Il cambio dei vestiti bagnati con quelli asciutti, la corsa
alla stazione per trovare qualche panino e l’acqua, il ritorno in acqua per
aiutare una persona come paralizzata all’angolo di via degli Alberi e poi una
mano a chi era rimasto fermo in mezzo alla strada con l’acqua che era già
arrivata e scorreva sempre più violenta e sempre più alta. La paura di non
farcela a rientrare in quella casa dov’era arrivato Pasqualino, il mio amico di
Cosenza grande come un armadio.
L’acqua gelida, sporca di petrolio e di terra, mi aveva come
paralizzato. Il caffè caldo offertomi dalla mia ex padrona di casa, che aveva
il marito paralizzato e le ore dietro i vetri del balcone che dava su via della
Scala, sempre più un fiume pieno di roba di ogni genere svuotata dai negozi incontrati,
macchine che scendevano sbattendo da una parte all’altra della strada.
Lo sguardo fisso alla tabella di divieto di accesso con l’acqua
che saliva fino a toccarla. La paura - se toccava il rettangolo bianco dentro il cerchio
rosso - di avere la casa, al primo piano, allagata.
Il respiro di sollievo nel vedere scendere il livello dell’acqua
sempre incattivita, infuriata.
Il crollo e un sonno immediato, profondo con il vociare in
strada che mi ha svegliato. Era una giornata piena di luce, calda, con un sole stupendo,
e, quando sono sceso in strada ho trovato tanta gente che spalava il fango.
Nessun pianto ma solo speranza che cresceva ad ogni spalata.

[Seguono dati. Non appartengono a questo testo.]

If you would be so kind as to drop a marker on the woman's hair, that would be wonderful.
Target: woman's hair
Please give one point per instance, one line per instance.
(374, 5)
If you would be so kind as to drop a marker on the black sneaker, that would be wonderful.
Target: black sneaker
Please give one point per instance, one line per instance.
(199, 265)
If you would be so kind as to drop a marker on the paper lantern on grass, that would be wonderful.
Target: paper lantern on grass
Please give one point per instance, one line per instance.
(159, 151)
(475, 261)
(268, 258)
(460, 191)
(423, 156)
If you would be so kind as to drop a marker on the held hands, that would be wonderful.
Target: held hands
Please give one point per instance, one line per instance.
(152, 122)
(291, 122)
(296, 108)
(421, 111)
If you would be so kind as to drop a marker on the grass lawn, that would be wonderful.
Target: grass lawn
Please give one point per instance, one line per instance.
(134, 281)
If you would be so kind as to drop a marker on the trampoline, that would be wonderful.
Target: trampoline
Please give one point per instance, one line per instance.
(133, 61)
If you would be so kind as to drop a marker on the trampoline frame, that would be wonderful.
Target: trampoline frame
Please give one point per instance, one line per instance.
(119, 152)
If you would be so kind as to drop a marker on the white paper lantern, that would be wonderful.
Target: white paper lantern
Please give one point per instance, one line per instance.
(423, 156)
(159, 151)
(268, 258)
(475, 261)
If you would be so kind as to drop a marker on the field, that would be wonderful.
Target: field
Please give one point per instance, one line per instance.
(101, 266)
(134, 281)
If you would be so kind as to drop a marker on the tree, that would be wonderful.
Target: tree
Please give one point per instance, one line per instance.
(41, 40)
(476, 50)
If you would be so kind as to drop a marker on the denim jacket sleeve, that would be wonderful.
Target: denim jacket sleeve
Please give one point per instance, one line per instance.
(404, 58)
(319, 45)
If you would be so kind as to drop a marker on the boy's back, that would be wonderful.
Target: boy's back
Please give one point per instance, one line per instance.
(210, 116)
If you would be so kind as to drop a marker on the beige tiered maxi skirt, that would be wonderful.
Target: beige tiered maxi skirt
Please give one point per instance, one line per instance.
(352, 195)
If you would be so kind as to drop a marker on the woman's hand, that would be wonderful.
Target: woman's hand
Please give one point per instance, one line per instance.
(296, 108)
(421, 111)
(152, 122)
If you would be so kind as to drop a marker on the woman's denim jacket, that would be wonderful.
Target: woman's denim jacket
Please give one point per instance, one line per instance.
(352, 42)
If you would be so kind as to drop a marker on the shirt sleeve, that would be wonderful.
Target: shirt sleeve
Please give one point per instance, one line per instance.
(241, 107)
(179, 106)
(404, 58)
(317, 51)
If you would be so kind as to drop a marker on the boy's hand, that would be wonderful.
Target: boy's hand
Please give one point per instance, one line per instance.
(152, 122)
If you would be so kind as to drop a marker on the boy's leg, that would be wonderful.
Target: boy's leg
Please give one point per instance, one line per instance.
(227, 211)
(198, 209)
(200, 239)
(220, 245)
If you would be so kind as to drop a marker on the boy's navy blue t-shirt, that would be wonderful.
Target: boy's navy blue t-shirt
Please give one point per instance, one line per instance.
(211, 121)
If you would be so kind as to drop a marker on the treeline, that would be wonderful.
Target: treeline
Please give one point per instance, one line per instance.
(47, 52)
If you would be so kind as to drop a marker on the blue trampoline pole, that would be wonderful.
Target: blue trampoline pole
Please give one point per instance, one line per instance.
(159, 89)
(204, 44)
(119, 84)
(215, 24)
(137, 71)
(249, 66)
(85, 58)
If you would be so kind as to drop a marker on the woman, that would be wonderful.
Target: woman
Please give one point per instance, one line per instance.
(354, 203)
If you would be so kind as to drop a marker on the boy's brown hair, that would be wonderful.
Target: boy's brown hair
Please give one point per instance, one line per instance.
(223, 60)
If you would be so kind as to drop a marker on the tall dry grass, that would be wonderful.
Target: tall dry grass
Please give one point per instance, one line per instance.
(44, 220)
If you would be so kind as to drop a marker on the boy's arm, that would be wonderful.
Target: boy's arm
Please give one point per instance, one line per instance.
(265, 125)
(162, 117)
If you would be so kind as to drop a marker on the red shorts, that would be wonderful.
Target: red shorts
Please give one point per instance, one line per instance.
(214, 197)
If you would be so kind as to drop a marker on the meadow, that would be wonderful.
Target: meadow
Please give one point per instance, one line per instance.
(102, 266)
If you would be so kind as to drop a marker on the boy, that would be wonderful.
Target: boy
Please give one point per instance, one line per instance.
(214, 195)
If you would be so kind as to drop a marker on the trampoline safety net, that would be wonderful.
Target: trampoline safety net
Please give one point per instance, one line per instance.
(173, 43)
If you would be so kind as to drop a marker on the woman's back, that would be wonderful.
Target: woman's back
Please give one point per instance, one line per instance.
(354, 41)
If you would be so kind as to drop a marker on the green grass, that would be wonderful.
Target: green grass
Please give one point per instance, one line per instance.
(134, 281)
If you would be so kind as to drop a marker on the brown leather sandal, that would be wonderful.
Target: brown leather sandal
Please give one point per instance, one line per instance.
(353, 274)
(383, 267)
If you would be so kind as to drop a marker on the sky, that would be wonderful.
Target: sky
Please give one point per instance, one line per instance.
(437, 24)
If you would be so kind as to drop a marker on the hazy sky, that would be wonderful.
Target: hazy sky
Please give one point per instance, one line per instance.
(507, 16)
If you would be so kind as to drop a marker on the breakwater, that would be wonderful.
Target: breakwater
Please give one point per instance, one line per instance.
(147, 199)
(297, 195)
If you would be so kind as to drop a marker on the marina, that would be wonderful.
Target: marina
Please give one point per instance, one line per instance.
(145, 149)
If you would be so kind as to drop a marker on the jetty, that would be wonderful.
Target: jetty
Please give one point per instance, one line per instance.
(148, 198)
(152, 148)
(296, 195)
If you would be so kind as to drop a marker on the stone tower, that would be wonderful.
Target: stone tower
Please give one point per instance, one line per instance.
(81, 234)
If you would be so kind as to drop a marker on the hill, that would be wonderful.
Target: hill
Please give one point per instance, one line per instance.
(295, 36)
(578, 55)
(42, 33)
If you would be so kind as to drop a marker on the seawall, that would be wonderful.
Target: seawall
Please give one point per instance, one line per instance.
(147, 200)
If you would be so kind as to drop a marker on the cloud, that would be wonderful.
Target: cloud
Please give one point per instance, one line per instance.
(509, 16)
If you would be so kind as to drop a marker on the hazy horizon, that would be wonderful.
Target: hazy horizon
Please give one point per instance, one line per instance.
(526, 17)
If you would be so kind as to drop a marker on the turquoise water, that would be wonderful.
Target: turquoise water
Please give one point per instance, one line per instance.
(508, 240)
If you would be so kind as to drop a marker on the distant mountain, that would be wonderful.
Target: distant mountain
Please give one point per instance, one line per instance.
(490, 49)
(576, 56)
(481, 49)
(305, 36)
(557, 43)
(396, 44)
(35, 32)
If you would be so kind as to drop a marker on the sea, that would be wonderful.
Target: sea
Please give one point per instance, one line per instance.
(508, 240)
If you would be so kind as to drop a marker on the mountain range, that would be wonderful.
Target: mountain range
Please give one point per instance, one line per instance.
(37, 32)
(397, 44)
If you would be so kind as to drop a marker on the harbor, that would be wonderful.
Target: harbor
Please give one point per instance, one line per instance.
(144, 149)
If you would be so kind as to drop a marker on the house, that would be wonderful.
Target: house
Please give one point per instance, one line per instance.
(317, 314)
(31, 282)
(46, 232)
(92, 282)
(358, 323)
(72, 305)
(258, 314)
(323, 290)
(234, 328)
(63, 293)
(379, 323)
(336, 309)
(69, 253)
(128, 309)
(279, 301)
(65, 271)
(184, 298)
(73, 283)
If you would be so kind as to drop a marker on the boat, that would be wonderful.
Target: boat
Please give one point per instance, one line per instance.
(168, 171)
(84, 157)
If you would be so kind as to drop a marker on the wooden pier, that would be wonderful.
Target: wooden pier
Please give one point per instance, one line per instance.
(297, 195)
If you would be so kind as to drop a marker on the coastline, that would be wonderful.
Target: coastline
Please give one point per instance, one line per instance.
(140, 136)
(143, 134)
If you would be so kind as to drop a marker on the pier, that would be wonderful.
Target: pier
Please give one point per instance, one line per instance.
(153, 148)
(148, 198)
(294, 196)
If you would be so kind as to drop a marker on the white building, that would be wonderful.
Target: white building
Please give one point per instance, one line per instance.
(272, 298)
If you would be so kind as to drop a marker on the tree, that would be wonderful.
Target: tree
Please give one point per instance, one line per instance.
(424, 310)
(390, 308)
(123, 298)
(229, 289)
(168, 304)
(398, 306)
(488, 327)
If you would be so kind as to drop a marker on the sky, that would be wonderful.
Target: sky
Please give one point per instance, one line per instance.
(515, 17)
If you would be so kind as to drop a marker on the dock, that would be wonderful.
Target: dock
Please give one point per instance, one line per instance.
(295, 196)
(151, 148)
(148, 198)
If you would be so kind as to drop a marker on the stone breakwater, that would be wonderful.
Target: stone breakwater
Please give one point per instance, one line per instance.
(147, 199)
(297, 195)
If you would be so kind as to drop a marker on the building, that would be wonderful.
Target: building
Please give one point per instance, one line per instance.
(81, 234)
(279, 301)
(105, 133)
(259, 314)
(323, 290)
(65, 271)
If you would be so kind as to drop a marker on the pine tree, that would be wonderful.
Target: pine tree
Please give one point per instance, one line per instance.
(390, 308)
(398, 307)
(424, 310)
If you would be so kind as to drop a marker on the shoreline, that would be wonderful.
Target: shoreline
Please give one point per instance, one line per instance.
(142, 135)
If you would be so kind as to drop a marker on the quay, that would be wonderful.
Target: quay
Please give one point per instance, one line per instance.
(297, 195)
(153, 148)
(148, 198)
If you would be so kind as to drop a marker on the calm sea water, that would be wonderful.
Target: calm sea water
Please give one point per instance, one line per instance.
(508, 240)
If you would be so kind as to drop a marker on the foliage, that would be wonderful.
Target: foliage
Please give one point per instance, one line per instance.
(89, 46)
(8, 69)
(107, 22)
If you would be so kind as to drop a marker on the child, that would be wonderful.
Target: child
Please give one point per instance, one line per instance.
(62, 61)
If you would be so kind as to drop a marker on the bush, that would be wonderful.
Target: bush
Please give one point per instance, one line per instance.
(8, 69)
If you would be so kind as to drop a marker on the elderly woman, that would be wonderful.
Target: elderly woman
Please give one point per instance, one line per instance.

E’ da quel momento che ho sentito mia una città che fino
allora avevo trovato ostile. La mia Firenze , la mia bella, stupenda Firenze
che non ho mai abbandonato. Un giorno, è vero, sono partito ma, in verità non
me ne sono mai andato.
e c'ero anche io, anche oggi quando piove forte forte ricordo tutto, tutto e: Gesù, Gesù di mamma!